Large-Scale Graph Algorithmics: Theory and Practice

KDD2018 Conventional Tutorial

ICC Capital Suite Room 7, 1:00 PM - 5:00 PM at ExCeL, the international exhibition and conference centre located in East London.

The tutorial material is available here.

Abstract

As a fundamental tool in modeling and analyzing social, and information networks, large-scale graph mining is an important component of any tool set for big data analysis. Processing graphs with hundreds of billions of edges is only possible via developing distributed algorithms under distributed graph mining frameworks such as MapReduce, Pregel, Gigraph, and alike. For these distributed algorithms to work well in practice, we need to take into account several metrics such as the number of rounds of computation and the communication complexity of each round. For example, given the popularity and ease-of-use of MapReduce framework, developing practical algorithms with good theoretical guarantees for basic graph algorithms is a problem of great importance.
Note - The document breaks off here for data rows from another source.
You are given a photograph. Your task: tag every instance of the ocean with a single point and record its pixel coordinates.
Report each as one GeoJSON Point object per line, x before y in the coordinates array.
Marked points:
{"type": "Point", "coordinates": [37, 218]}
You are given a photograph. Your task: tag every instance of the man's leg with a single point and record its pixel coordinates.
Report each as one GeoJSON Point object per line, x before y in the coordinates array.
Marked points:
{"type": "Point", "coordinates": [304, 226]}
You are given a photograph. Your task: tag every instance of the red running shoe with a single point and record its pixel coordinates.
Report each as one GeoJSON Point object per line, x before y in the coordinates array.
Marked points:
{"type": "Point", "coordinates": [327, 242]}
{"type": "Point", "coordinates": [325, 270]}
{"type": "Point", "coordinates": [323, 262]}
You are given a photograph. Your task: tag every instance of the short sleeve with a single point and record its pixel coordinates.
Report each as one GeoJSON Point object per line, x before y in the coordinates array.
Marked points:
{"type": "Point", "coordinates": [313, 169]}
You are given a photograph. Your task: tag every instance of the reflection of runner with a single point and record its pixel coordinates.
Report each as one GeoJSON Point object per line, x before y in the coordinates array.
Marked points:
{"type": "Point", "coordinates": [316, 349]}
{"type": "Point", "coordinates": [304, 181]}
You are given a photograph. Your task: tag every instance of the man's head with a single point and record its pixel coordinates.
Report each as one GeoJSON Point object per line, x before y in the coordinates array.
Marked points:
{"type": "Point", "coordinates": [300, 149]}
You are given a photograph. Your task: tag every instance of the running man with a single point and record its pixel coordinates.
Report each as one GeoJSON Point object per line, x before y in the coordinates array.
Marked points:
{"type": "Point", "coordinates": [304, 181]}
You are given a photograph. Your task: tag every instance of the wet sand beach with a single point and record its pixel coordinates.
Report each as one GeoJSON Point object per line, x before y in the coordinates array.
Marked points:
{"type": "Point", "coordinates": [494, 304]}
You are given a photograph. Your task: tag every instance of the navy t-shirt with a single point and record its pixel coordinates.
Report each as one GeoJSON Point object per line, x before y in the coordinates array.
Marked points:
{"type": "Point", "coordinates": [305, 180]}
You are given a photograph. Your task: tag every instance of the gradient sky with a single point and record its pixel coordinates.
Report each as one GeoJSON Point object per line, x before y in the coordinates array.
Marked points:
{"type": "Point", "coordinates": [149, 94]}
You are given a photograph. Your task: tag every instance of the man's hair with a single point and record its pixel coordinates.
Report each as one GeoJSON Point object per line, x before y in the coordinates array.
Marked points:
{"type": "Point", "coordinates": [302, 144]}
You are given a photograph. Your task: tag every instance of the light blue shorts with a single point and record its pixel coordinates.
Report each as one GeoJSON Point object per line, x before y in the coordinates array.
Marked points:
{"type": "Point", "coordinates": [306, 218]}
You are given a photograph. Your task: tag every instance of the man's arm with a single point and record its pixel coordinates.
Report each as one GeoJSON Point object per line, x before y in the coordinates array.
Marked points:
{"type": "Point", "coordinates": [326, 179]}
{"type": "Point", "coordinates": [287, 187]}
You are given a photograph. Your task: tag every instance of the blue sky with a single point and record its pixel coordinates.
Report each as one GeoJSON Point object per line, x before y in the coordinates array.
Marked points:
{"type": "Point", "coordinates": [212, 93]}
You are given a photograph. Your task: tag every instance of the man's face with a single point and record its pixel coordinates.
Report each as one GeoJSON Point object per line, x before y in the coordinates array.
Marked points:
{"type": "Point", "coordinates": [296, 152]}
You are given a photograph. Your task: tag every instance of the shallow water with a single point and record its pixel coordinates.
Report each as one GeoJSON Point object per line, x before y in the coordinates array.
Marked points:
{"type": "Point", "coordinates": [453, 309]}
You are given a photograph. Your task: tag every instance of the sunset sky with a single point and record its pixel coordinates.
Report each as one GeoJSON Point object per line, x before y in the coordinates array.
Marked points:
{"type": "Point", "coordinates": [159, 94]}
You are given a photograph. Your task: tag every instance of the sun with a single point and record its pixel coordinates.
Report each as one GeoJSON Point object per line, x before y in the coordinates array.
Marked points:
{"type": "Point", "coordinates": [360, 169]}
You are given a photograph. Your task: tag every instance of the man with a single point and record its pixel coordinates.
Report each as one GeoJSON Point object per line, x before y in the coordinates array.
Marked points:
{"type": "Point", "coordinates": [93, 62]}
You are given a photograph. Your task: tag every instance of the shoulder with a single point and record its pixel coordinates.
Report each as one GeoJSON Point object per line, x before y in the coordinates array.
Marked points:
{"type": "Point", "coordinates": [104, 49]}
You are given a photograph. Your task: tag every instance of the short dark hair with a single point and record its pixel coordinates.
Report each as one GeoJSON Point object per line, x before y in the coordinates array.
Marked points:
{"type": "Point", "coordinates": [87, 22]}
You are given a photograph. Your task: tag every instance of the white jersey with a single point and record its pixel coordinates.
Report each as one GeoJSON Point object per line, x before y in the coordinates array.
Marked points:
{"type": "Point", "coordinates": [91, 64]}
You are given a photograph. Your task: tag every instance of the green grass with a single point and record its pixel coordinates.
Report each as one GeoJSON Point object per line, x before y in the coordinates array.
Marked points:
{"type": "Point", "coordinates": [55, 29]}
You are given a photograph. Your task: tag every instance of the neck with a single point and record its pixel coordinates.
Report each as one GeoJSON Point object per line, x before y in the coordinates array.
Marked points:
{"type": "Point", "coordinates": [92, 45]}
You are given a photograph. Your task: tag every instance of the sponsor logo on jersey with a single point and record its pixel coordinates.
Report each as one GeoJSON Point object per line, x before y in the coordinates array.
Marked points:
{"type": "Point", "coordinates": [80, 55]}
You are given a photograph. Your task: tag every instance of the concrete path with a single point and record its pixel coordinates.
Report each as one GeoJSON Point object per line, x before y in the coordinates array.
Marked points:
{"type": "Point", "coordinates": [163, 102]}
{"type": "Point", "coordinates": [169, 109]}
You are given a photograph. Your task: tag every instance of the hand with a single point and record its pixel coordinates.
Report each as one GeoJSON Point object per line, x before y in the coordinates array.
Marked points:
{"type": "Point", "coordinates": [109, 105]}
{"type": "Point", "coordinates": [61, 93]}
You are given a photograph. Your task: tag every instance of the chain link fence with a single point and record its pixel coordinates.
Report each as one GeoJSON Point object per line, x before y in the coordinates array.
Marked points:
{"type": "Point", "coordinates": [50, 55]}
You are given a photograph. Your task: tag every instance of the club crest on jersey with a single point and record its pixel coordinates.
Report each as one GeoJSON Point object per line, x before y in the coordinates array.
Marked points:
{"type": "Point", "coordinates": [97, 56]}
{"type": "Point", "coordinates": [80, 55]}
In this tutorial, we first discuss how to design and implement algorithms based on traditional MapReduce architecture. In this regard, we discuss various basic graph theoretic problems such as computing connected components, maximum matching, MST, counting triangle and overlapping or non-overlapping clustering. We discuss a computation model for MapReduce and describe the sampling, filtering, and core-set techniques to develop efficient algorithms in this framework. At the end, we explore the possibility of employing other distributed graph processing frameworks. In particular, we study the effect of augmenting MapReduce with a distributed hash table (DHT) service and also discuss the use of a new graph processing framework calledASYMP based on asynchronous message-passing method. In particular, we will show that using ASYMP, one can improve the CPU usage, and achieve significantly improved running time.

Presenters

Silvio Lattanzi, Google Research Zurich

Silvio Lattanzi is a Research Scientist at Google Research Zurich. He received his Phd from University La Sapienza of Rome. His main research interests are in algorithms, large-scale graph mining, information retrieval and machine learning. He has published more than 40 papers in top tier conferences and journals in information retrieval, machine learning and algorithms. He has been awarded of KDD 2015 best paper award. He also served as program committee or senior program committee for more than 40 conferences including WWW, WSDM, KDD and SODA. Previously, he has presented tutorials at WSDM conference. He currently serves as a tech lead for the large-scale graph mining project at Google, and he is currently leading a new algorithm and optimization research group in Google Zurich.

Vahab Mirrokni, Google Research New York

Vahab Mirrokni is leading the algorithms research group at Google Research New York where he is a Principal Research Scientist. He joined Google after research appointments at Microsoft Research, MIT, and Amazon.com. He received a B.Sc. from Sharif University in 2001 and a Ph.D from MIT in 2005. He has published more than 100 papers in journals and conferences and has filed more than 30 patents in these areas. He has been the co-winner of the SODA 2005 best student paper award, the ACM EC 2008 outstanding paper award and the KDD 2015 best paper award. Vahab’s main research interests are algorithms design, large-scale graph mining, and the Internet Economics. He has served as a PC, and Senior PC member of several top conferences in these areas including EC, WWW, KDD, WSDM, and SODA. Previously, he has presented tutorials at ICML, WWW, ACM EC, WSDM and SIGMETRICS conferences. At Google, he leads several efforts in optimization for online advertising and large-scale graph mining. Vahab is now the tech lead manager for the large-scale graph mining project at Google Research New York.